Theta burst stimulation for enhancing upper extremity motor functions after stroke: a systematic review of clinical and mechanistic evidence
Author:
Zhang Jack Jiaqi1ORCID, Sui Youxin1, Sack Alexander T.2, Bai Zhongfei3, Kwong Patrick W. H.1, Sanchez Vidana Dalinda Isabel1, Xiong Li4, Fong Kenneth N. K.1
Affiliation:
1. Department of Rehabilitation Sciences , 26680 The Hong Kong Polytechnic University , Hong Kong SAR , China 2. Department of Cognitive Neuroscience, Faculty of Psychology and Neuroscience , Maastricht University , Maastricht , The Netherlands 3. Shanghai YangZhi Rehabilitation Hospital (Shanghai Sunshine Rehabilitation Centre), School of Medicine , Tongji University , Shanghai , China 4. Clinical Trials Centre , 26469 The Eighth Affiliated Hospital of Sun Yat-Sen University , Shenzhen , China
Abstract
Abstract
This systematic review aimed to evaluate the effects of different theta burst stimulation (TBS) protocols on improving upper extremity motor functions in patients with stroke, their associated modulators of efficacy, and the underlying neural mechanisms. We conducted a meta-analytic review of 29 controlled trials published from January 1, 2000, to August 29, 2023, which investigated the effects of TBS on upper extremity motor, neurophysiological, and neuroimaging outcomes in poststroke patients. TBS significantly improved upper extremity motor impairment (Hedge’s g = 0.646, p = 0.003) and functional activity (Hedge’s g = 0.500, p < 0.001) compared to controls. Meta-regression revealed a significant relationship between the percentage of patients with subcortical stroke and the effect sizes of motor impairment (p = 0.015) and functional activity (p = 0.018).
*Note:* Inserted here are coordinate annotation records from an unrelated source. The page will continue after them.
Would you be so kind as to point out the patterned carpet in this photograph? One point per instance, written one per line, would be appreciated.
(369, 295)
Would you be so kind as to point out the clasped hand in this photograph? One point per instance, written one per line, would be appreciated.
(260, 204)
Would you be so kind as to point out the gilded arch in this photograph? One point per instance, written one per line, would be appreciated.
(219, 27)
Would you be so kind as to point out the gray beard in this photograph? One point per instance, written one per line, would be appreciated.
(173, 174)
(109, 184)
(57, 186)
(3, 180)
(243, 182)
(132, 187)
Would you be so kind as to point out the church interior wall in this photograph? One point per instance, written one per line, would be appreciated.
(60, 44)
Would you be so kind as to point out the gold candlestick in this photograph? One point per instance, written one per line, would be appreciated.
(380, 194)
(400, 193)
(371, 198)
Subgroup analysis revealed a significant difference in the improvement of upper extremity motor impairment between studies using 600-pulse and 1200-pulse TBS (p = 0.002). Neurophysiological studies have consistently found that intermittent TBS increases ipsilesional corticomotor excitability. However, evidence to support the regional effects of continuous TBS, as well as the remote and network effects of TBS, is still mixed and relatively insufficient. In conclusion, TBS is effective in enhancing poststroke upper extremity motor function. Patients with preserved cortices may respond better to TBS. Novel TBS protocols with a higher dose may lead to superior efficacy compared with the conventional 600-pulse protocol. The mechanisms of poststroke recovery facilitated by TBS can be primarily attributed to the modulation of corticomotor excitability and is possibly caused by the recruitment of corticomotor networks connected to the ipsilesional motor cortex.